The bank actually emerged from the disaster of the three-pronged takeover and break-up of a Dutch disaster zone (ABN Amro) looking better than it did when it went in, thanks to skilfully allowing the hubris-fuelled Sir Fred Goodwin to do all the hard work while it waltzed off with all the good bits. Some of which were later (part) sold at a healthy profit.
Incredibly this is a bank that even had the rambunctious members of the last Treasury Select Committee purring like well-fed moggies. That was accomplished by playing the ever so 'umble Uriah Heep card, showing a bit of humility (yes, you British banks, it is possible) and preaching the MPs' "narrow banking is the way forward" mantra back to them.
In short, while its rivals were filling their boots with taxpayer-funded bonuses, and cocking snooks at their rescuers, the boys from Banco looked good. A bit too good, if truth be told, and if it looks too good to be true in banking, well...
Was yesterday's profit warning the first sign of reality biting, then? For a long time there has been a small but determined band of Santander sceptics in the City, people who doubt its apparent ability to walk on water.
Take Joseph Dickerson of Execution Noble, for example. He took issue with the Bank of Spain's assertion that Santander and BBVA were "the strongest [banks] in Europe", suggesting they needed £9bn back in June. He highlighted the small matter of sharply rising unemployment, deflationary pressures and a property bust. That's one example, but there have been others. These people looked at Santander's supernova-like numbers and wondered how the bank appeared able to defy gravity. After all, even the mighty HSBC hasn't escaped the events of the last few years unscathed.
There have been some ugly, ugly things happening in Banco's home market. Santander might be a global bank, but surely it can't entirely escape the crisis in its back yard. Can it?
Well, no. Yesterday the bank called a halt to acquisitions, provisionally scheduled a partial float of its UK arm for next year, and admitted that 2010 profits would not meet its forecasts.
The latter was not least because Santander had to take a rather bigger-than-expected charge for bad Spanish assets under the Bank of Spain's accounting rules. The Banco boys caught short by the Spanish practices of the regulator? Surely not.

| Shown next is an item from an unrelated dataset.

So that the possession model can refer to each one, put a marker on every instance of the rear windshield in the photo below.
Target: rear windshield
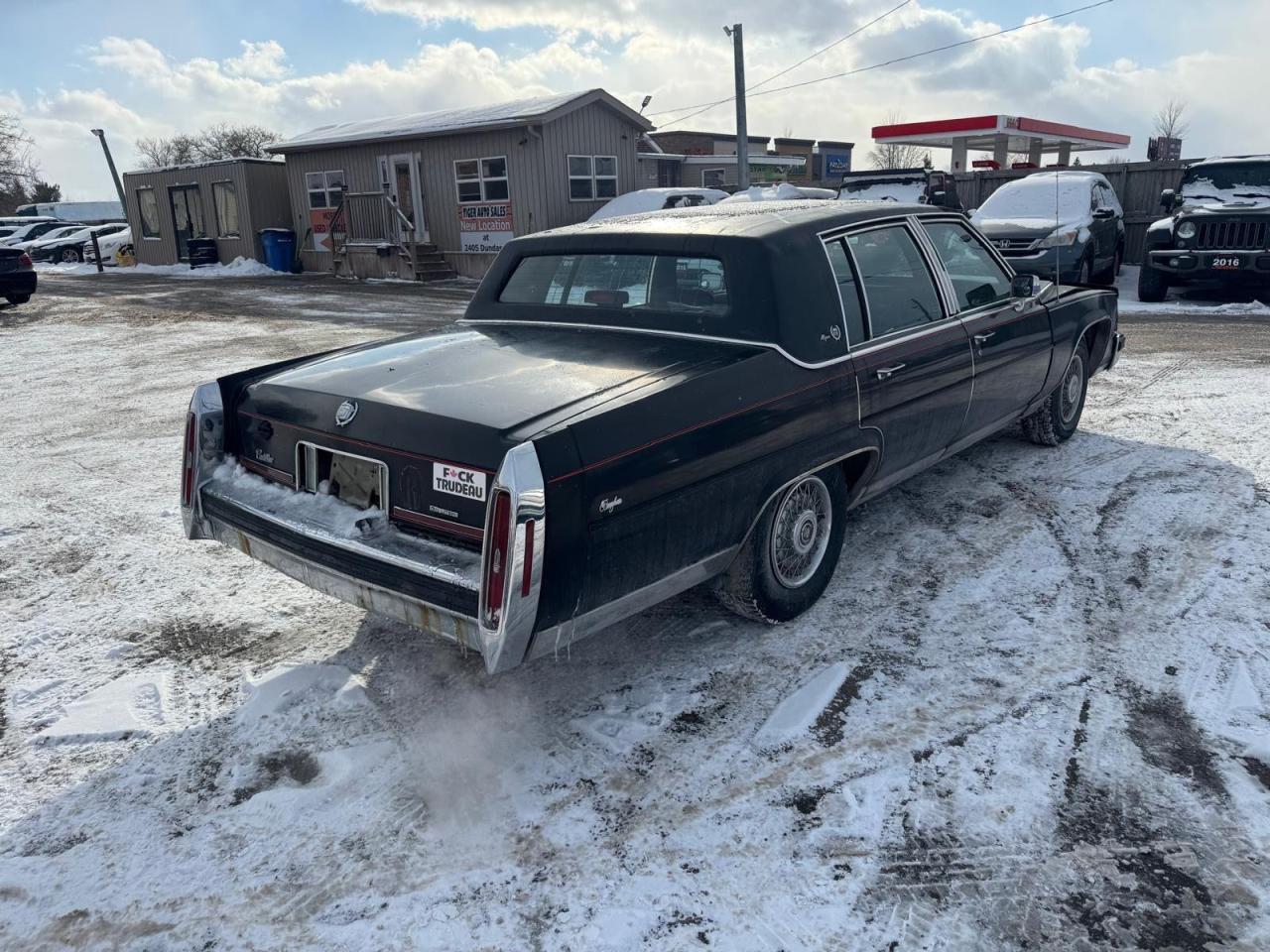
(644, 285)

What is clear about Santander now is that the takeover spree that turned it into a global bank is well and truly over. If there are deals to be done over the next couple of years they are likely to be disposals, or partial disposals like the flotation of the UK arm next year. The MPs on that committee might like to think carefully in future about putting too much credence in the honeyed words of bankers who set out to tell you want you want to hear.
Is the profit warning a bump in the road, or something more serious? Hard to say right now. But the old market mantra is that one such warning is usually followed, sooner or later, by another. And then another. Trouble comes in threes. Don't fear though, Santander's a really, really big bank. Too big in fact to... but we won't go there.